For researchers who adhere to the discretization route, VQ (Vector Quantization) is a key part of visual understanding and generation, serving as the "Tokenizer" in vision. It was proposed in the 2017 paper "Neural Discrete Representation Learning", and I also introduced it in my 2019 blog post "A Concise Introduction to VQ-VAE: Quantized Autoencoders".
However, after so many years, we can find that the training technology of VQ has remained almost unchanged, consisting of STE (Straight-Through Estimator) plus an additional Aux Loss. There is nothing wrong with STE; it can be said to be the standard way to design gradients for discretization operations. But the existence of Aux Loss always gives a feeling of not being "end-to-end" enough, while also introducing additional hyperparameters to tune.
Fortunately, this situation might be coming to an end. Last week’s paper "DiVeQ: Differentiable Vector Quantization Using the Reparameterization Trick" proposed a new STE trick.
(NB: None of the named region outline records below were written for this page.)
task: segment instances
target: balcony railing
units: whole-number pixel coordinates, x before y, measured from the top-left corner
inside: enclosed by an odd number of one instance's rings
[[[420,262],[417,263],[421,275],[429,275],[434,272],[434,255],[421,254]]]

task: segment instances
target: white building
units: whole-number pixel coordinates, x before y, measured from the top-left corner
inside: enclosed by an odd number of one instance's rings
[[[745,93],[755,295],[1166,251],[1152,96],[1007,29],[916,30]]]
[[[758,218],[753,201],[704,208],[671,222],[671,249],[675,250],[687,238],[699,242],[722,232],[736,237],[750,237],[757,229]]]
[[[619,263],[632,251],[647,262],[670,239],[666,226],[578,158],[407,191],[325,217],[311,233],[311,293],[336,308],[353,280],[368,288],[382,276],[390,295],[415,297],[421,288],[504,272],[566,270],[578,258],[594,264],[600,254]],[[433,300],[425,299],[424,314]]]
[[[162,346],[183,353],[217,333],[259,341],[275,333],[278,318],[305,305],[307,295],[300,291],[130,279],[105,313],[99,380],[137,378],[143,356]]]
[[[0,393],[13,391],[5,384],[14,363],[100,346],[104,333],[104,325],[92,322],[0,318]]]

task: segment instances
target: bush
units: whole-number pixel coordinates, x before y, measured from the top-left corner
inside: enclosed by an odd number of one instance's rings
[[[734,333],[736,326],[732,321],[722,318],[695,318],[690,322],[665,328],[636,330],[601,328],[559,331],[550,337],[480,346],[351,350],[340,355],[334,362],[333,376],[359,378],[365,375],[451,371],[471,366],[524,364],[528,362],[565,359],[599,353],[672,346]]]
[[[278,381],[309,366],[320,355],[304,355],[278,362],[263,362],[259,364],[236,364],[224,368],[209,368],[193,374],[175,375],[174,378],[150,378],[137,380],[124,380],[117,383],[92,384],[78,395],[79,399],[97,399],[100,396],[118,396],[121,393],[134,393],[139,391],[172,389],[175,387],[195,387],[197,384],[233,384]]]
Its biggest highlight is that it does not require an Aux Loss, which makes it particularly concise and beautiful!
Discrete Encoding
As usual, let’s first review the existing training schemes for VQ. First, it should be pointed out that VQ (Vector Quantization) itself is actually a very old concept, dating back to the 1980s. Its original meaning was to cluster vectors and replace them with corresponding cluster centers, thereby achieving data compression.
But the VQ we are talking about here mainly refers to the VQ in VQ-VAE proposed in the paper "Neural Discrete Representation Learning". Of course, the definition of VQ itself hasn’t changed—it’s the mapping from a vector to a cluster center. The core of the VQ-VAE paper was to provide an end-to-end training scheme for performing VQ on latent variables and then decoding for reconstruction. The difficulty is that the VQ step is a discretization operation with no existing gradient, so a gradient must be designed for it.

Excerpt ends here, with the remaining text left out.